ABSTRACT
Introduction
We have previously described the preclinical developments in enzyme-loaded red blood cells to be used in the treatment of several rare diseases, as well as in chronic conditions.
Area covered
Since our previous publication we have seen further progress in the previously discussed approaches and, interestingly enough, in additional new studies that further strengthen the idea that red blood cell-based therapeutics may have unique advantages over conventional enzyme replacement therapies in terms of efficacy and safety. Here we highlight these investigations and compare, when possible, the reported results versus the current therapeutic approaches.
Expert opinion
The continuous increase in the number of new potential applications and the progress from the encapsulation of a single enzyme to the engineering of an entire metabolic pathway open the field to unexpected developments and confirm the role of red blood cells as cellular bioreactors that can be conveniently manipulated to acquire useful therapeutic metabolic abilities. Positioning of these new approaches versus newly approved drugs is essential for the successful transition of this technology from the preclinical to the clinical stage and hopefully to final approval.
Article highlights
A brief historical review of the use of red blood cells (RBCs) as a delivery strategy for therapeutic enzymes.

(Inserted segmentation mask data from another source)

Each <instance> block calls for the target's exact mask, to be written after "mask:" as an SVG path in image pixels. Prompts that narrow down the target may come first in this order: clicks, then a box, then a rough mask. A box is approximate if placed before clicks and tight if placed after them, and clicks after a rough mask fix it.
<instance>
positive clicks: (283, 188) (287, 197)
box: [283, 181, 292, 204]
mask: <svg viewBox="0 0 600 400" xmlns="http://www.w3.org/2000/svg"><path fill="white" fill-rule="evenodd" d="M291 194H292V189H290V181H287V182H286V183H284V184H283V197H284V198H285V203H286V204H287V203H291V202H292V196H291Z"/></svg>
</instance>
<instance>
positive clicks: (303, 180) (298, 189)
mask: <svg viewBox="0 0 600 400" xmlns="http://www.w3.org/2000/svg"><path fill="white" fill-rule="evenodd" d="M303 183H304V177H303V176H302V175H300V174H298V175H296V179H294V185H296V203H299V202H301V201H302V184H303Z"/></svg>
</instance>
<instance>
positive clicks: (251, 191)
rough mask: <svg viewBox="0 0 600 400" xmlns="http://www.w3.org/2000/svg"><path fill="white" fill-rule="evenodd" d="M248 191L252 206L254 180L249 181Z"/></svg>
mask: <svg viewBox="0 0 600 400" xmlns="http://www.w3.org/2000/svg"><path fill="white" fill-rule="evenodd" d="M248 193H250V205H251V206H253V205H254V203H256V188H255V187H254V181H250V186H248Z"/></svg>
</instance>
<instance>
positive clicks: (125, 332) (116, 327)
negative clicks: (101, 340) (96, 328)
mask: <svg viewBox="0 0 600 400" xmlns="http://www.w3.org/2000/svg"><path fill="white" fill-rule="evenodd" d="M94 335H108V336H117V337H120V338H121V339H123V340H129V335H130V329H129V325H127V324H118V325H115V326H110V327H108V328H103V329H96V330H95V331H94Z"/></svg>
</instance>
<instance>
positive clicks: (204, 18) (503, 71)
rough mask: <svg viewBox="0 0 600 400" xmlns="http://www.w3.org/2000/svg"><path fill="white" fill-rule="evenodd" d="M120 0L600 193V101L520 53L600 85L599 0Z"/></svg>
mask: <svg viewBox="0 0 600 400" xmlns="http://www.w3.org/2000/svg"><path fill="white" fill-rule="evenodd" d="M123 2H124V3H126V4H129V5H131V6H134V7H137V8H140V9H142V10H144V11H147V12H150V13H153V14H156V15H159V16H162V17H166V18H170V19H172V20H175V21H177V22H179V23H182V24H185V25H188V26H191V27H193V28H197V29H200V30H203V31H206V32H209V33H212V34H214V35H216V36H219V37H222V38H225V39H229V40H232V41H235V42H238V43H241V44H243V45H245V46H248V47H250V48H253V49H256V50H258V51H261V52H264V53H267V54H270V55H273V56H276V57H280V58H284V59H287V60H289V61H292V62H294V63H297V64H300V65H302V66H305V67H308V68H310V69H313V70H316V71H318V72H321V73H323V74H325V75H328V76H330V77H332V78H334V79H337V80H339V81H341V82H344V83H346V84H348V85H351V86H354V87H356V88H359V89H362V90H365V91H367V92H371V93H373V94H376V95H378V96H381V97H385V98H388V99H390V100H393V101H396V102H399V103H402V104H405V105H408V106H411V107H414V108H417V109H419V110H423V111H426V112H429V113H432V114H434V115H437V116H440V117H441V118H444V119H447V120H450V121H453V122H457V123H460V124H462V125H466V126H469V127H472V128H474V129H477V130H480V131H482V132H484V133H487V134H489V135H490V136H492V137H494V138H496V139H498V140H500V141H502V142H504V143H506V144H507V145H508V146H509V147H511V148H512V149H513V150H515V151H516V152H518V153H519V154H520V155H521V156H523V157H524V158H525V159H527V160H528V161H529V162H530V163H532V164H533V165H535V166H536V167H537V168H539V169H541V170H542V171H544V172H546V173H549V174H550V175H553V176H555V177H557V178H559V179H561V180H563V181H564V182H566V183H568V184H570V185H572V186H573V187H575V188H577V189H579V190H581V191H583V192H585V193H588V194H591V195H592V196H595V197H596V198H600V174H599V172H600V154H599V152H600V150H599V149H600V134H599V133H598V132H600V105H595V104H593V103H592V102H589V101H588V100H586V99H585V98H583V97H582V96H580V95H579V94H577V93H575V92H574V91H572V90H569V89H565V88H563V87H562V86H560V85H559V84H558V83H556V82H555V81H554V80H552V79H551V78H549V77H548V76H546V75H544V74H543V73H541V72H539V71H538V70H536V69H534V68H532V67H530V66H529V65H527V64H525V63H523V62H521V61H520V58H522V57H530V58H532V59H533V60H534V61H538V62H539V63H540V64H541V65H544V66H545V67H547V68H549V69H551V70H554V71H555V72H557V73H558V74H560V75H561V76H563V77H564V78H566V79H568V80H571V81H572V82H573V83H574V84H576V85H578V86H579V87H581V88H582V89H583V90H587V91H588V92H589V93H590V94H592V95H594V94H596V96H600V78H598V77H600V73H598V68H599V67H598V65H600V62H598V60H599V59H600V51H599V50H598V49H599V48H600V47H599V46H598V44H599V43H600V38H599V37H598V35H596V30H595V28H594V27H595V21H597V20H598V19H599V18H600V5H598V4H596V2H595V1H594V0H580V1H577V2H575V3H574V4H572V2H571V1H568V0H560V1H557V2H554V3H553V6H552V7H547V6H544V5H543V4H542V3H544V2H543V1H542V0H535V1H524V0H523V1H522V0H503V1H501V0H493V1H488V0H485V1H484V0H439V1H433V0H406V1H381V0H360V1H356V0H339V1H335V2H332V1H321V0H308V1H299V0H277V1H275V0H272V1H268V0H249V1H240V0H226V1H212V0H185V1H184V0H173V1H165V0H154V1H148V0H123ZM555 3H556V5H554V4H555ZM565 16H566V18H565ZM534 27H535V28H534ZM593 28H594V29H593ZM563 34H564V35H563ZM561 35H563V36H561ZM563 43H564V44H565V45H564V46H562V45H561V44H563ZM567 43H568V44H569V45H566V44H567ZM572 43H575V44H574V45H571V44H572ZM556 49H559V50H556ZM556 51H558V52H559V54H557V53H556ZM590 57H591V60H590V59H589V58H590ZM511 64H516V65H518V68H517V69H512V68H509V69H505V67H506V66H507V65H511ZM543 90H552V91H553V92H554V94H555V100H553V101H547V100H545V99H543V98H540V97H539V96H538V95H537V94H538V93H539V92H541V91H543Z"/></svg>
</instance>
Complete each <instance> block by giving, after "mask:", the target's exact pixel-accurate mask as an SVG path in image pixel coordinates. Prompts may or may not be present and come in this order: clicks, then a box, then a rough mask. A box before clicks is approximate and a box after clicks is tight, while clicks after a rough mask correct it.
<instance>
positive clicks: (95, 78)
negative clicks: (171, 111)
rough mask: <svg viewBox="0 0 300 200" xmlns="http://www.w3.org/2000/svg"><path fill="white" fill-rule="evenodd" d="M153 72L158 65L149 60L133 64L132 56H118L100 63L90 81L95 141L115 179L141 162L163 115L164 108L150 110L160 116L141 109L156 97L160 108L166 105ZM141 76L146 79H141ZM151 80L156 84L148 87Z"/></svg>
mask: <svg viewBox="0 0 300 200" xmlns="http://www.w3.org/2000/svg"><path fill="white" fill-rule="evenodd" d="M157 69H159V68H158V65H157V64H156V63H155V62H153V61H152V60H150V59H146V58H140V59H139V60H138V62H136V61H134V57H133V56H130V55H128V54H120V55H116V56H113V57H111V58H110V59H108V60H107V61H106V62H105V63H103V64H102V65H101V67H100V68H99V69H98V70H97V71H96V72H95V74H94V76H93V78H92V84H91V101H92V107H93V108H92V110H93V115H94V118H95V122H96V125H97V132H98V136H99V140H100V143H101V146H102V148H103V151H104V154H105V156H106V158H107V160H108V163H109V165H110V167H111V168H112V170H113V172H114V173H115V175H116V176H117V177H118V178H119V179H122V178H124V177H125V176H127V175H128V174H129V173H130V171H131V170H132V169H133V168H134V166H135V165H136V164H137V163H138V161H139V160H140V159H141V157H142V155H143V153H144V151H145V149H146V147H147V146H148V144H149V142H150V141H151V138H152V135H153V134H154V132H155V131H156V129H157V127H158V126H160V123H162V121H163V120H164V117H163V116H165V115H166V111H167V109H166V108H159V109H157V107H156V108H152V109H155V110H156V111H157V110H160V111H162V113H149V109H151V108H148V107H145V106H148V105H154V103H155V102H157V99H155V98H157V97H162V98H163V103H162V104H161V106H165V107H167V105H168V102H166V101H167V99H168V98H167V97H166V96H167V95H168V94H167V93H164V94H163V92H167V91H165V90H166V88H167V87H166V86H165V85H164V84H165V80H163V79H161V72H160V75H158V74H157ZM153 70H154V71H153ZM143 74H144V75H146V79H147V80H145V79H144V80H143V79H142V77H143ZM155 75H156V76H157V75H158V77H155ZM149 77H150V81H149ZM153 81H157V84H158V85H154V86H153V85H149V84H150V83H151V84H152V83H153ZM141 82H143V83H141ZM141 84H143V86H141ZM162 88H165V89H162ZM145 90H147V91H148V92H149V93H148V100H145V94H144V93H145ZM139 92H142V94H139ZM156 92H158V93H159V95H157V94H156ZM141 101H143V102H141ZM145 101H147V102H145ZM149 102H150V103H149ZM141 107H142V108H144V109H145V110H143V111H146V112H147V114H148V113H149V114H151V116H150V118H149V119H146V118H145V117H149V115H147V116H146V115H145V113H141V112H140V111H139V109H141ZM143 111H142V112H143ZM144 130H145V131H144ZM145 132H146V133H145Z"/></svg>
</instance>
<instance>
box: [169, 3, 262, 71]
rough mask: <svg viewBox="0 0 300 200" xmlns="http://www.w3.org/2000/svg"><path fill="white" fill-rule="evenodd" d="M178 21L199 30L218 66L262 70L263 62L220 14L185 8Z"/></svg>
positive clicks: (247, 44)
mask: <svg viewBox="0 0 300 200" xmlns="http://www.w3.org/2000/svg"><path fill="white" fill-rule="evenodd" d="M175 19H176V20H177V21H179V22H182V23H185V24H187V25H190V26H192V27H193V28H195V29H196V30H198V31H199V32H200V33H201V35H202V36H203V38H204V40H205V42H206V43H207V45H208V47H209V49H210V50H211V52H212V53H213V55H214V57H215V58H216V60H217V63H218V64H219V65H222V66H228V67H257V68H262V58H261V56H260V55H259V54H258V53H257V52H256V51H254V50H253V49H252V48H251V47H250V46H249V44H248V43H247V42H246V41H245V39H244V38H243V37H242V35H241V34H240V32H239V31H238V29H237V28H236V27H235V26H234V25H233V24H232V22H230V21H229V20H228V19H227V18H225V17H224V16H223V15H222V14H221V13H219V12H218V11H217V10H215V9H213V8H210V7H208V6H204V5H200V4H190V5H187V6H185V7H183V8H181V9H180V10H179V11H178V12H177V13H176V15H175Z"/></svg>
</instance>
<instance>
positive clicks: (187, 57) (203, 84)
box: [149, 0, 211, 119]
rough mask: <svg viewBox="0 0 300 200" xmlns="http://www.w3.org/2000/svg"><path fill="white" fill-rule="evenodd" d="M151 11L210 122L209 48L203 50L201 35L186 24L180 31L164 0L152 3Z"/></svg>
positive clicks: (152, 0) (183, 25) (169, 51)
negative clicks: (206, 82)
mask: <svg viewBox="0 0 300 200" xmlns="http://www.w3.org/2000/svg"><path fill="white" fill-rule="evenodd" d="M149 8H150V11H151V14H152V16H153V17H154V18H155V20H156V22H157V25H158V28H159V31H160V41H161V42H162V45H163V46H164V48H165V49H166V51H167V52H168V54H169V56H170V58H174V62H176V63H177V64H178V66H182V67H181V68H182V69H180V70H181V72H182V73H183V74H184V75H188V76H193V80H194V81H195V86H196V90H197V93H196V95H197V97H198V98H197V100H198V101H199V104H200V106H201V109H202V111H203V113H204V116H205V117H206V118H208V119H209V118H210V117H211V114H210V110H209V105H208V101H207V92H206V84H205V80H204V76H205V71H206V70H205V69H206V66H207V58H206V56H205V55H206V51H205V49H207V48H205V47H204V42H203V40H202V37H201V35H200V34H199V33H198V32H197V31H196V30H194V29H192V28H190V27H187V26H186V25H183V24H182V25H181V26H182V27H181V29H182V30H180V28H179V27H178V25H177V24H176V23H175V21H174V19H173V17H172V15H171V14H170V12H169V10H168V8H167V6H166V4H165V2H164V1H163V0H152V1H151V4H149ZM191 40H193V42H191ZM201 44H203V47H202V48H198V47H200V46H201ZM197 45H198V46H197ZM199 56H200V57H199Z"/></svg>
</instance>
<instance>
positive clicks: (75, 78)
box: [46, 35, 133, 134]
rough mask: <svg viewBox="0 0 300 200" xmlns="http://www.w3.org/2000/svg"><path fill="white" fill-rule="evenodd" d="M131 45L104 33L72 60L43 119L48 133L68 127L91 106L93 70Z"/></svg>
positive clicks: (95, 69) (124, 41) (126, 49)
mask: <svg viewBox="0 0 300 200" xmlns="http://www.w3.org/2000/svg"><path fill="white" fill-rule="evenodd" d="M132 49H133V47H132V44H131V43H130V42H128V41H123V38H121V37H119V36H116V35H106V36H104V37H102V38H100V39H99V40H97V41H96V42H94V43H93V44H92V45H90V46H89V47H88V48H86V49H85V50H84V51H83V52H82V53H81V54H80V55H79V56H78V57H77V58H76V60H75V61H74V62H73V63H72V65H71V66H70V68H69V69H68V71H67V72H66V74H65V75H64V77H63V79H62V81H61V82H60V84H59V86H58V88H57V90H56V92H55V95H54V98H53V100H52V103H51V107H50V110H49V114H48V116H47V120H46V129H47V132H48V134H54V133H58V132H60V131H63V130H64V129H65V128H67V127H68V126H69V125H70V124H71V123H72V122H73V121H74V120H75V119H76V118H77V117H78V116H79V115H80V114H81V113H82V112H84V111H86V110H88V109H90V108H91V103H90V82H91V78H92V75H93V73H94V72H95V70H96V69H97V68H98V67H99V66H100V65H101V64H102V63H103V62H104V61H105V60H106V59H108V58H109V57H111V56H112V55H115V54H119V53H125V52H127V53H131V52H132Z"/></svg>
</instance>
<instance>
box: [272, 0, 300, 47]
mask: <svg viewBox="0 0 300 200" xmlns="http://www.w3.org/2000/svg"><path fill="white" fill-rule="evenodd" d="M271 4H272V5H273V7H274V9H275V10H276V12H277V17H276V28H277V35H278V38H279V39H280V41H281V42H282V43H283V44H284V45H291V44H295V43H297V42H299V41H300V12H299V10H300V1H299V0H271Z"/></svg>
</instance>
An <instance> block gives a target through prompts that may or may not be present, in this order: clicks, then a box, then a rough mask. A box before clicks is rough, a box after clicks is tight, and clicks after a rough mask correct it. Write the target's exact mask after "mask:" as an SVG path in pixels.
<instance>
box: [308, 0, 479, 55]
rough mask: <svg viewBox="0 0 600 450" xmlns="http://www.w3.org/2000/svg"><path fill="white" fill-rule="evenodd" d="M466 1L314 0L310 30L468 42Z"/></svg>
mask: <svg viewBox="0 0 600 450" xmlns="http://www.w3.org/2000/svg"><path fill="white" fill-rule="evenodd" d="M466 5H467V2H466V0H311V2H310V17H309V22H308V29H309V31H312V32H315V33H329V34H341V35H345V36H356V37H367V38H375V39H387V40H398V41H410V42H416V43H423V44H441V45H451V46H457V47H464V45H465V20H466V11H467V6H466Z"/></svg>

The latest employments of enzyme-loaded RBCs for cancer treatment.
A comprehensive and up-to-date overview of the exploitation of enzyme-loaded RBCs for the removal of toxic compounds, with additional annotations on treatment failures.
Novel applications of RBCs engineered with an entire metabolic pathway for the treatment of rare diseases.
A perspective on the future developments of RBC-derived Extracellular Vesicles (RBCEVs) as nanocarriers for drug delivery.
A focused discussion of the technical challenges to be faced in making engineered RBCs a realistic and advantageous therapeutic option.
Declaration of interest
Mauro Magnani and Luigia Rossi hold shares in EryDel SpA, a company with interests in the technology of RBC-based drug delivery. The authors have no other relevant affiliations or financial involvement with any organization or entity with a financial interest in or financial conflict with the subject matter or materials discussed in the manuscript apart from those disclosed.
Reviewer disclosures
Peer reviewers on this manuscript have no relevant financial or other relationships to disclose.